Evergreen by Susan May Warren is a Christmas novella with all that you would expect, but with a lot that you would be surprised to find in this story that engages the emotions with its depth and insight. Heartwarming, bittersweet, funny, full of hope, Susan writes with humor and realism, making Evergreen is a wonderfully satisfying and enjoyable read.

I just want to stand and applaud when an author features an older couple as lead characters, and Susan did an outstanding job with John and Ingrid Christiansen. I thought I might be at a disadvantage because I have not read the previous books in the Christiansen family series, but while the grown children who had their own stories are involved, this story easily stands alone. Evergreen falls after book #3 in the series, but readers new to the series can jump right in.

John and Ingrid have been loving, committed parents in the previous books, and now Evergreen gives us some insight into their marriage at a time when an empty next triggers the release of long-buried resentments. It's about the quiet that comes after the children have gone . . . figuring out how to go back to just being "us" . . . confronting old hurts long buried under the sounds and activity of a large family. Ingrid reflects that she and John "were like the old live Nativity tradition - soldiering on despite a lack of attendance."

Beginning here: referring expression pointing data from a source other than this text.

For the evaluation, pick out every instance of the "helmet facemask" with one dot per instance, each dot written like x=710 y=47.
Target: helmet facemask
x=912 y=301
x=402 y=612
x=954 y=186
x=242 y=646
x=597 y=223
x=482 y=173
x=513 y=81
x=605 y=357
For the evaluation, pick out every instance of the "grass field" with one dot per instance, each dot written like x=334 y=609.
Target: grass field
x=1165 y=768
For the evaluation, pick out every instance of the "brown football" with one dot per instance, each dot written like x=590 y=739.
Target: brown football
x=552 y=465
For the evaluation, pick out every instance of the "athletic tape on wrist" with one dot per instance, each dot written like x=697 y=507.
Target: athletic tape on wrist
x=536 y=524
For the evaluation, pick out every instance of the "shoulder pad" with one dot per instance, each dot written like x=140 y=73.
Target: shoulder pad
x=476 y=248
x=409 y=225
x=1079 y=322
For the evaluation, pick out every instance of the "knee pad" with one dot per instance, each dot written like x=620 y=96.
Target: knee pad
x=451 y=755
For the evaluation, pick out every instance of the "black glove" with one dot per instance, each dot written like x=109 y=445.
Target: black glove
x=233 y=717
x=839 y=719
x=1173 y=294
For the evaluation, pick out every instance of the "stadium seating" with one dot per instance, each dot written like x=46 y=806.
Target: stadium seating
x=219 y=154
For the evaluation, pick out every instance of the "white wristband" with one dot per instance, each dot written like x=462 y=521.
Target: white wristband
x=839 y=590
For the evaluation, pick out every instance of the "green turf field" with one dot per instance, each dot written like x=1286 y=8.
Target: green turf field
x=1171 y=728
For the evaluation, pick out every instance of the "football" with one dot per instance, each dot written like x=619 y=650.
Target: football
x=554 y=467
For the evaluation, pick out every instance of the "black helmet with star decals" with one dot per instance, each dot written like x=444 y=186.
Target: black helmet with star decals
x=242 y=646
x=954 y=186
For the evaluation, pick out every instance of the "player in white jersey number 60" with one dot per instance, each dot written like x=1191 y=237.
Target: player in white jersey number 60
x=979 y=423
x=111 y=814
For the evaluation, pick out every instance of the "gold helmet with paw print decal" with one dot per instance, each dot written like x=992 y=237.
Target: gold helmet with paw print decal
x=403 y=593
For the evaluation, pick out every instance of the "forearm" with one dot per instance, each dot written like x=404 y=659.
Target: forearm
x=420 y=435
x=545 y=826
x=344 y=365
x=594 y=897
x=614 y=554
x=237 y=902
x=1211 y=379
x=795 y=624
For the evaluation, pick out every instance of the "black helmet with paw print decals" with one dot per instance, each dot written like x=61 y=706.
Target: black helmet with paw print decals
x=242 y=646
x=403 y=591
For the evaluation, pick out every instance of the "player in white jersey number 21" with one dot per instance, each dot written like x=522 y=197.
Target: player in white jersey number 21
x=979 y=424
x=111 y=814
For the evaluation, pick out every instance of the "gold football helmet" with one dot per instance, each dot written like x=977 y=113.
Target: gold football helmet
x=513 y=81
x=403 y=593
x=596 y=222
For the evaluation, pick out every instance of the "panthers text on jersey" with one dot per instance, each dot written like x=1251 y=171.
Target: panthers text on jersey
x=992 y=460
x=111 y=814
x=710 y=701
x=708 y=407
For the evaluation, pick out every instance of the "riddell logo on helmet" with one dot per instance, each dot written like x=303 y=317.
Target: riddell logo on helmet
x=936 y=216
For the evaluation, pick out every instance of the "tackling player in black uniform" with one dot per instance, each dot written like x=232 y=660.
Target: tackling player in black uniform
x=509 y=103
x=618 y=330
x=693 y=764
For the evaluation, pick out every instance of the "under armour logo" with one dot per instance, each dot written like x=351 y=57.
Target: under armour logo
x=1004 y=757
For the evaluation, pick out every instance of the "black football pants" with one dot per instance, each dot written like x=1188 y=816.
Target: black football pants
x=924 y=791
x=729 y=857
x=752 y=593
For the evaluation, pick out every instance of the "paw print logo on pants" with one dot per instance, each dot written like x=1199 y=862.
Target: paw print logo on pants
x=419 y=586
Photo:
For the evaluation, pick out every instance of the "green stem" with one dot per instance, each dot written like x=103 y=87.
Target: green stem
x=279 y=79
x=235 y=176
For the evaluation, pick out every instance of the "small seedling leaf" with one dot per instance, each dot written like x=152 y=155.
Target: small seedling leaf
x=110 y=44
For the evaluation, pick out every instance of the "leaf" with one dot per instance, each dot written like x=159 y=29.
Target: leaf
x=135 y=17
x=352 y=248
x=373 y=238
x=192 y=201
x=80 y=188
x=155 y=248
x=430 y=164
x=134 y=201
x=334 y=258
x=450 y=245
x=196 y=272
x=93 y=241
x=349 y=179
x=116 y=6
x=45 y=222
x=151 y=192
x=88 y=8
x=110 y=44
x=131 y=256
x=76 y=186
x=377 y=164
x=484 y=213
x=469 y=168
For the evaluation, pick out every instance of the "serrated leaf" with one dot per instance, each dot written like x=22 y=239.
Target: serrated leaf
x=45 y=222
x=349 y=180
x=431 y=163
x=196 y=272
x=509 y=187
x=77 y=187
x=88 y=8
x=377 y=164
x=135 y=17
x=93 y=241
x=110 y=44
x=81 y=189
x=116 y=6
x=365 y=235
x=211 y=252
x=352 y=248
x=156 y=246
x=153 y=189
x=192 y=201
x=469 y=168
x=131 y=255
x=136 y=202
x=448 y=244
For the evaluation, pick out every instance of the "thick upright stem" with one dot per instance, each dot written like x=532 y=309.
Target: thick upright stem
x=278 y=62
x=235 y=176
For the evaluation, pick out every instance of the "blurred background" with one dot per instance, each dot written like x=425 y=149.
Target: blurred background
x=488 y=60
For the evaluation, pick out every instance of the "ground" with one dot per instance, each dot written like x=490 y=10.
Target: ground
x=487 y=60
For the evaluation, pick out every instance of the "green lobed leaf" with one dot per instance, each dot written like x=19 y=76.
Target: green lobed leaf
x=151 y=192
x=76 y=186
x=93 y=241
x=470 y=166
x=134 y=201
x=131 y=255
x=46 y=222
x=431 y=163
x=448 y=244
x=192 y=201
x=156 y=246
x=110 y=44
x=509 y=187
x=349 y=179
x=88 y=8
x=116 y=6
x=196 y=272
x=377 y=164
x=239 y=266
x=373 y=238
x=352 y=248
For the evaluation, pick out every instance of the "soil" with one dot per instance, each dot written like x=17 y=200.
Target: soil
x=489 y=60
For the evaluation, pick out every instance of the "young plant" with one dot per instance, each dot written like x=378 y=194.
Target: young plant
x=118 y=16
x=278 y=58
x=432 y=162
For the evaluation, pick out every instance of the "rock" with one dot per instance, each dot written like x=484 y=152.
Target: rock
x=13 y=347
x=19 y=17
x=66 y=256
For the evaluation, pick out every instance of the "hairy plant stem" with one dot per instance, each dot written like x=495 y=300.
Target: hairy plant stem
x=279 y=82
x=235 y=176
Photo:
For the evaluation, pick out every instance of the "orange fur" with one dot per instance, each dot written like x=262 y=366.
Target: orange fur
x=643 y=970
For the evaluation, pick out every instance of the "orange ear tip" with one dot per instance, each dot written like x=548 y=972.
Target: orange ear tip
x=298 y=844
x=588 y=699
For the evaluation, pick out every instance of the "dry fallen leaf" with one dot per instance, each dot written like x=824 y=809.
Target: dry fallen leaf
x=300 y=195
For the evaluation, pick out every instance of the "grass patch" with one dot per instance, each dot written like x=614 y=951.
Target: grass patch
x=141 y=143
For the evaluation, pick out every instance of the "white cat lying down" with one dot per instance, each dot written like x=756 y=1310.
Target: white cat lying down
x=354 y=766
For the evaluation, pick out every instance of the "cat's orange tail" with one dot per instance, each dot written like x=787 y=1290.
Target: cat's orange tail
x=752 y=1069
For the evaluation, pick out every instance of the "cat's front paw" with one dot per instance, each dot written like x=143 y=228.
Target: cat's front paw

It is so easy to relate to every character in this book because they feel like old friends, and a story that focuses on forgiveness within marriage is timeless. I experienced a range of emotions throughout, and a story that makes you really feel is a sign of great writing.

On her website, Susan describes Evergreen as "the story of the next season, the snapshots still to be taken."  All parents will experience that empty nest at one time or another, and Evergreen's message of forgiveness and hope captured in those future snapshots rings joyfully. Highly recommended!

Evergreen can be purchased online at CBD, DeeperShopping, B&N, and Amazon.

Susan May Warren

        Susan May Warren is the RITA award-winning novelist of over thirty novels. A five-time Christy award finalist, a two-time RITA Finalist, she’s also a multi-winner of the Inspirational Readers Choice award, and the ACFW Carol Award.
        A seasoned women’s events speaker, she’s a popular writing teacher at conferences around the nation and the author of the beginning writer’s workbook: From the Inside-Out: discover, create and publish the novel in you!
        She is also the founder of, a story-crafting service that helps authors discover their voice.

Meet Susan online at, Facebook, Twitter, and Goodreads.

Thank you to Tyndale and Litfuse Publicity for providing a copy of this book in exchange for my honest review.


  1. Wonderful review. I definitely want to read this. I love reading a book that has older characters as the lead. Thank you for sharing.

  2. Awe...sounds like a cute book. I no longer read fiction books because the main characters do always seem to be quite young. Sounds like this could make this a better read for us mid-lifers :-)

    1. I'm with you on that, Deborah! I prefer romantic leads to at least be in their middle 20s, and really appreciate it when older characters are featured. I've actually read several good books like that lately. Thanks for taking the time to visit, Deborah, and please come back.